Mohsenin Shahla, Mohsenin Vahid
Private Practice Psychiatry, New Haven, Connecticut (Dr S. Mohsenin) and Section of Pulmonary, Critical Care and Sleep Medicine, Yale School of Medicine, New Haven, Connecticut (Dr V. Mohsenin).
Prim Care Companion CNS Disord. 2014 Dec 11;16(6). doi: 10.4088/PCC.14r01663. eCollection 2014.
International and societal conflicts and natural disasters can leave physical and mental scars in people who are directly affected by these traumatic experiences. Posttraumatic stress disorder (PTSD) is the clinical manifestation of these experiences in the form of re-experiencing the trauma, avoidance of trauma-related stimuli, and persistent symptoms of hyperarousal. There is growing evidence that sleep disruption that occurs following trauma exposure may in fact contribute to the pathophysiology of PTSD and poor clinical outcomes. The purpose of this review is to highlight the importance of recognition and management of sleep disorders in patients with PTSD.
English-language, adult research studies published between 1985 and April 2014 were identified via the PubMed database. The search terms used were PTSD AND sleep disorders.
The search identified 792 original and review articles. Of these, 53 articles that discussed or researched sleep disorders in PTSD were selected. Fourteen randomized controlled trials of therapy for PTSD are included in this review.
Impaired sleep is a common complaint mainly in the form of nightmares and insomnia among people with PTSD. Sleep apnea and periodic limb movement disorder are particularly prevalent in patients with PTSD and, yet, remain unrecognized. Although selective serotonin reuptake inhibitors are effective in improving PTSD global symptoms, they have a variable and modest effect on sleep disorder symptoms. Cognitive-behavioral treatment targeted to sleep and/or the use of the centrally acting selective α1 antagonist prazosin have been more successful in treating insomnia and nightmares in PTSD than other classes of medications. In view of the high occurrence of sleep apnea and periodic leg movement disorder, a thorough sleep evaluation and treatment are warranted.
Patients with PTSD have a high prevalence of sleep disorders and should be queried for insomnia, nightmares, periodic limb movement disorder, and sleep-disordered breathing.

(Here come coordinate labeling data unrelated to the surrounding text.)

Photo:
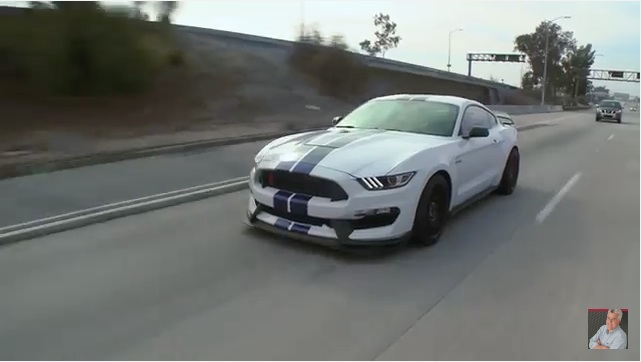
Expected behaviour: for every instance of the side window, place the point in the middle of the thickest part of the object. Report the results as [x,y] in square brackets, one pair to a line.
[473,117]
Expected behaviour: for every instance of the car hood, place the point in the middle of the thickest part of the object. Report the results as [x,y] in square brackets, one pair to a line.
[357,152]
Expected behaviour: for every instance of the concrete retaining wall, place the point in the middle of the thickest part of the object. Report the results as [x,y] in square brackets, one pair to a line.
[515,110]
[431,80]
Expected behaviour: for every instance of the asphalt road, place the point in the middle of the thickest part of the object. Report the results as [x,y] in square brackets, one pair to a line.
[49,194]
[189,282]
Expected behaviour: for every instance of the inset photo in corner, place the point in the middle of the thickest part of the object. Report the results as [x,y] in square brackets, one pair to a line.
[607,328]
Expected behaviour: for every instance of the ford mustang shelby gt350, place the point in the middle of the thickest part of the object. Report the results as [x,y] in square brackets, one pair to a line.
[390,171]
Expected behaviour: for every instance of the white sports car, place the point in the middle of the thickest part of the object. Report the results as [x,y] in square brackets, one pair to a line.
[390,171]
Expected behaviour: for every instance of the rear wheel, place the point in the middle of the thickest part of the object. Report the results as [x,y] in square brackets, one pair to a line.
[510,173]
[432,212]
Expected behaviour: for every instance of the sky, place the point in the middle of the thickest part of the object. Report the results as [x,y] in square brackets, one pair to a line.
[488,26]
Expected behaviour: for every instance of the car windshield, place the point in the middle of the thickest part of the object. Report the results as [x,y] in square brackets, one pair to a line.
[609,104]
[424,117]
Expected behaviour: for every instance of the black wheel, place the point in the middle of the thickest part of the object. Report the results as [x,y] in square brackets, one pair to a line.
[432,212]
[510,173]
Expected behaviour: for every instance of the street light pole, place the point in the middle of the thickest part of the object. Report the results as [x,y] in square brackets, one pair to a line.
[545,58]
[449,48]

国际冲突、社会冲突及自然灾害会给直接遭受这些创伤经历的人们留下身心创伤。创伤后应激障碍(PTSD)是这些经历的临床表现,表现为再次体验创伤、回避与创伤相关的刺激以及持续的过度警觉症状。越来越多的证据表明,创伤暴露后出现的睡眠中断实际上可能导致PTSD的病理生理过程及不良临床结局。本综述的目的是强调识别和管理PTSD患者睡眠障碍的重要性。

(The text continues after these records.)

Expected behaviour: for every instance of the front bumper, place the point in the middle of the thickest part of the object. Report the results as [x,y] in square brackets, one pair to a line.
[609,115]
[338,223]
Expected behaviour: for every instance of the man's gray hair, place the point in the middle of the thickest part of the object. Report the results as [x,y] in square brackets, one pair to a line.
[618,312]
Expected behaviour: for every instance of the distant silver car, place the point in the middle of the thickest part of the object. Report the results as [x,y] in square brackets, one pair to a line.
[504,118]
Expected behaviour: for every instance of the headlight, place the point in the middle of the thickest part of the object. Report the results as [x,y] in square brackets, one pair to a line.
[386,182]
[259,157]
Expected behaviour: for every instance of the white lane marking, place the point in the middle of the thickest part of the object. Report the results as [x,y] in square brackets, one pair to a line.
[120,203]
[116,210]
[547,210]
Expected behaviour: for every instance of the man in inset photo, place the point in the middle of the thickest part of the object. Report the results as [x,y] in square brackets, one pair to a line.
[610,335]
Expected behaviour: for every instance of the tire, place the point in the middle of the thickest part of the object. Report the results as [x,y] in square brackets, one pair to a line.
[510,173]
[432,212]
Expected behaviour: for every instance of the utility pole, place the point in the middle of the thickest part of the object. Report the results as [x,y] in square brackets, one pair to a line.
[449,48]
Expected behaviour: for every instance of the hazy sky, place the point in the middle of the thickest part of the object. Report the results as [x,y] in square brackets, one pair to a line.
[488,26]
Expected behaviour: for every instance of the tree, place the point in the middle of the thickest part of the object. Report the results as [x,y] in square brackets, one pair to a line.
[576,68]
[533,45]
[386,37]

通过PubMed数据库检索1985年至2014年4月发表的英文成人研究。使用的检索词为“PTSD与睡眠障碍”。
检索到792篇原创和综述文章。其中,选取了53篇讨论或研究PTSD患者睡眠障碍的文章。本综述纳入了14项PTSD治疗的随机对照试验。

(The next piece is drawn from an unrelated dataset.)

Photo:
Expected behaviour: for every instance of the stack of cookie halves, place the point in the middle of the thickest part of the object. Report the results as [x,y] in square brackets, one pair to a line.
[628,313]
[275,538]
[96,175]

睡眠障碍是PTSD患者常见的主诉,主要表现为噩梦和失眠。睡眠呼吸暂停和周期性肢体运动障碍在PTSD患者中尤为普遍,但仍未得到充分认识。尽管选择性5-羟色胺再摄取抑制剂可有效改善PTSD的整体症状,但它们对睡眠障碍症状的影响不一且效果一般。针对睡眠的认知行为治疗和/或使用中枢性选择性α1拮抗剂哌唑嗪在治疗PTSD患者的失眠和噩梦方面比其他类药物更成功。鉴于睡眠呼吸暂停和周期性腿部运动障碍的高发生率,有必要进行全面的睡眠评估和治疗。
PTSD患者睡眠障碍的患病率很高,应询问其是否存在失眠、噩梦、周期性肢体运动障碍和睡眠呼吸障碍。